Group-wise study. Left) Comparison of the distribution of deformation magnitude at elevated IOP for all subjects (green: healthy, blue: suspect, red: glaucoma). Right) The shape of the distribution of the means of deformation magnitude by groups of subjects. Elevated IOP and recovery statistics are represented in yellow and purple, respectively. The healthy group is being composed of two subjects so that the statistics is displayed as dots.

Table 1 represents the means of the deformations and their standard deviations for healthy, glaucoma suspect, and glaucoma subjects at elevated IOP and recovery. The healthy group shows a larger difference between elevated IOP and recovery than the other groups. This may indicate that the LC becomes stiffer when glaucoma appears.

Table 1. Means and standard deviations of deformation magnitude (in mm) per groups of subjects and per pressure states.
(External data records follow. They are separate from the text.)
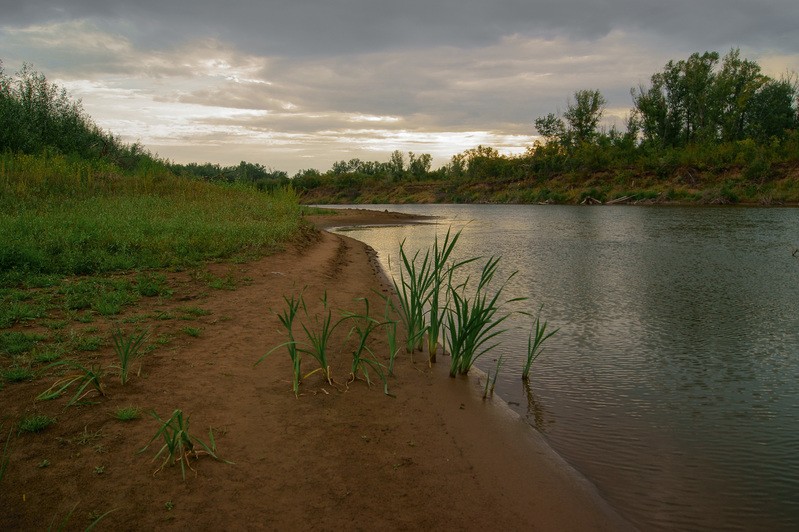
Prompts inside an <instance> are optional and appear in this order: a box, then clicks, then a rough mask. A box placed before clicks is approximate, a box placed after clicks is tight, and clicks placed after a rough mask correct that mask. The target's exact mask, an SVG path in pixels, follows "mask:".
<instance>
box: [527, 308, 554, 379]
mask: <svg viewBox="0 0 799 532" xmlns="http://www.w3.org/2000/svg"><path fill="white" fill-rule="evenodd" d="M546 330H547V322H546V321H545V322H543V323H541V309H540V308H539V309H538V316H536V318H535V323H534V324H533V330H532V331H531V332H530V335H529V336H528V337H527V356H526V358H525V361H524V368H523V369H522V380H523V381H527V380H529V379H530V366H531V365H532V364H533V362H534V361H535V359H536V358H538V356H539V355H540V354H541V352H542V348H541V346H542V345H543V344H544V342H546V341H547V340H548V339H549V338H550V337H552V336H553V335H554V334H555V333H556V332H558V331H559V330H560V329H559V328H558V329H555V330H554V331H550V332H548V333H547V332H546Z"/></svg>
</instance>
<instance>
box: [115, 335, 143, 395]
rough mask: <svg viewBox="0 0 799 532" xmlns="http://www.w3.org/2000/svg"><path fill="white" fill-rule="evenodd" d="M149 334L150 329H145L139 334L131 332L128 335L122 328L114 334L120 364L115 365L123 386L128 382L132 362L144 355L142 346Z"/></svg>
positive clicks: (115, 349)
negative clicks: (126, 334) (148, 329)
mask: <svg viewBox="0 0 799 532" xmlns="http://www.w3.org/2000/svg"><path fill="white" fill-rule="evenodd" d="M147 335H148V331H147V330H144V331H141V332H140V333H138V334H136V333H131V334H129V335H127V336H126V335H125V334H124V333H123V332H122V330H121V329H117V330H116V331H114V333H113V334H112V339H113V342H114V353H115V354H116V356H117V360H119V364H118V365H116V366H114V367H116V368H117V369H118V370H119V382H120V383H121V384H122V385H123V386H124V385H125V383H127V382H128V374H129V372H130V365H131V363H132V362H133V361H134V360H136V359H137V358H139V357H140V356H141V355H142V353H141V348H142V345H143V344H144V341H145V340H146V339H147Z"/></svg>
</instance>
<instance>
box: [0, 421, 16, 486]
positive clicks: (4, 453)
mask: <svg viewBox="0 0 799 532" xmlns="http://www.w3.org/2000/svg"><path fill="white" fill-rule="evenodd" d="M13 432H14V429H13V428H12V429H9V430H8V435H7V436H6V441H5V444H3V454H2V455H0V482H3V477H4V476H6V469H8V461H9V455H10V454H11V451H10V447H11V434H12V433H13Z"/></svg>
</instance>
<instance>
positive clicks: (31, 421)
mask: <svg viewBox="0 0 799 532" xmlns="http://www.w3.org/2000/svg"><path fill="white" fill-rule="evenodd" d="M53 423H55V418H54V417H50V416H47V415H45V414H31V415H29V416H25V417H23V418H22V419H20V421H19V432H30V433H36V432H41V431H43V430H44V429H46V428H47V427H49V426H50V425H52V424H53Z"/></svg>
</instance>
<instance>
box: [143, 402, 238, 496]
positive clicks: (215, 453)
mask: <svg viewBox="0 0 799 532" xmlns="http://www.w3.org/2000/svg"><path fill="white" fill-rule="evenodd" d="M150 415H152V417H153V418H154V419H155V420H156V421H158V422H159V423H160V424H161V426H160V428H159V429H158V431H156V433H155V435H154V436H153V437H152V439H150V441H149V442H147V445H145V446H144V447H143V448H142V449H140V450H139V453H142V452H144V451H146V450H147V448H148V447H149V446H150V444H152V443H153V442H154V441H155V440H157V439H158V438H162V439H163V440H164V445H163V446H162V447H161V449H159V450H158V452H157V453H156V455H155V458H153V460H154V461H155V460H157V459H158V458H160V457H161V456H162V455H163V456H164V460H163V462H161V465H160V466H159V467H158V469H156V470H155V473H158V472H159V471H161V470H162V469H163V468H164V467H165V466H167V465H168V464H174V463H175V462H179V463H180V471H181V474H182V475H183V480H186V467H187V466H188V468H189V469H191V470H192V471H194V473H195V474H196V473H197V471H196V470H195V469H194V468H193V467H191V463H190V462H189V458H190V457H191V456H192V455H193V456H194V457H195V458H199V456H200V454H207V455H209V456H211V457H212V458H214V459H215V460H219V461H222V462H225V463H228V464H232V462H228V461H227V460H223V459H222V458H219V456H217V454H216V443H215V442H214V431H213V429H210V428H209V429H208V443H205V442H204V441H202V440H201V439H199V438H198V437H196V436H193V435H191V434H190V433H189V416H187V415H184V414H183V411H181V410H179V409H176V410H175V411H173V412H172V415H171V416H170V417H169V418H168V419H166V420H164V419H161V417H160V416H159V415H158V414H156V413H155V412H151V413H150ZM155 473H154V474H155Z"/></svg>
Local Analysis: Maps of Deformation. Local deformations are seen as maps of deformations overlaid with the structure of the LC (Fig. 4). The arrows show different directions and different lengths which indicate parts of the structure expand while others contract. Interestingly, the whole LC is not deformed homogeneously, rather it is characterized by patterns of local deformations.

Fig. 4.
figure 4

Images of a glaucoma case with local deformations overlaid with the structure of the LC. For each view, the deformations at elevated IOP (left, up) and recovery (right, bottom) are represented.

4 Conclusions

This paper describes the development of an image-based system to study the cause of glaucoma based on the hypothesis that rigidity of LC contributes to glaucomateous damage to axons. High resolution imaging of the LC structure requires the use of a prototype swept source OCT system. Whereas previous studies mostly reported assessment based on 2D methods on selected cross-sections, this is the first study to make full use of 3D imaging for measurements of pressure-induced deformations. The contribution of this work is a systematic approach to determine best performing methods which were tested and validated to overcome the challenges of image quality and patient and intra-ocular motions over longitudinal scans, moreover as pressure was induced to the eye via an external device. Given the clinical hypothesis and available OCT images from an experimental scanner, unbiased atlas-building was chosen to make best use of the method’s inherent capabilities, which include improved quality of the template and use of deformation maps to study global and local rigidity of the LC. Major efforts went into testing and validation, and the demonstration of feasibility in a small clinical study with three groups.

The proposed method captures subtle global and local structural changes in the LC under elevated IOP and recovery. The experimental setup and analysis method allows quantitative study of LC structure dynamics that has the potential to provide clinically useful biomarkers for glaucoma assessment.